One paper authored by PLUM members will appear at PLDI 2025: Webs and Flow-Directed Well-Typedness Preserving Program Transformations by Benjamin Quiring, David Van Horn, John Reppy, and Olin Shivers.
One paper co-authored by PLUM members will appear at POPL 2025: Pantograph: A Fluid and Typed Structure Editor by Jacob Prinz, Henry Blanchette, and Leonidas Lampropoulos.
Nikhil Kamath won second place at the presented his research on Seedzer: A Full-Stack Pipeline for Fuzzing Deep Learning Compilers at the 2024 ICFP Student Research Competition!

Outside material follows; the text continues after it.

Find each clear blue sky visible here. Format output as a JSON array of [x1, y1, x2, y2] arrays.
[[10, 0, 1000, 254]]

Harry Goldstein joined UMD as the Vic Basili Postdoctoral Fellow!
Nikhil Kamath presented his research on Evaluating PBT Frameworks in OCaml at the 2024 PLDI Student Research Competition
One paper authored by PLUM members will appear at ICFP 2024: Deriving with Derivatives: Optimizing Incremental Fixpoints for Higher-Order Flow Analysis by Benjamin Quiring and David Van Horn.
Milijana Surbatovich joined UMD Computer Science as an Assistant Professor starting January 1st, 2024!
Two papers co-authored by PLUM members will appear at POPL 2024: Indexed Types for a Statically Safe WebAssembly by Adam Geller, Justin Frank, and William Bowman, and *Generating Well-Typed Terms that are not “Useless” by Justin Frank, Benjamin Quiring, and Leonidas Lampropoulos.
The paper Object Graph Programming, co-authored by PLUM member Leonidas Lampropoulos, with Aditya Thimmaia, Christopher Rossbach, and Milos Gligoric from UT Austin, will appear at ICSE 2024.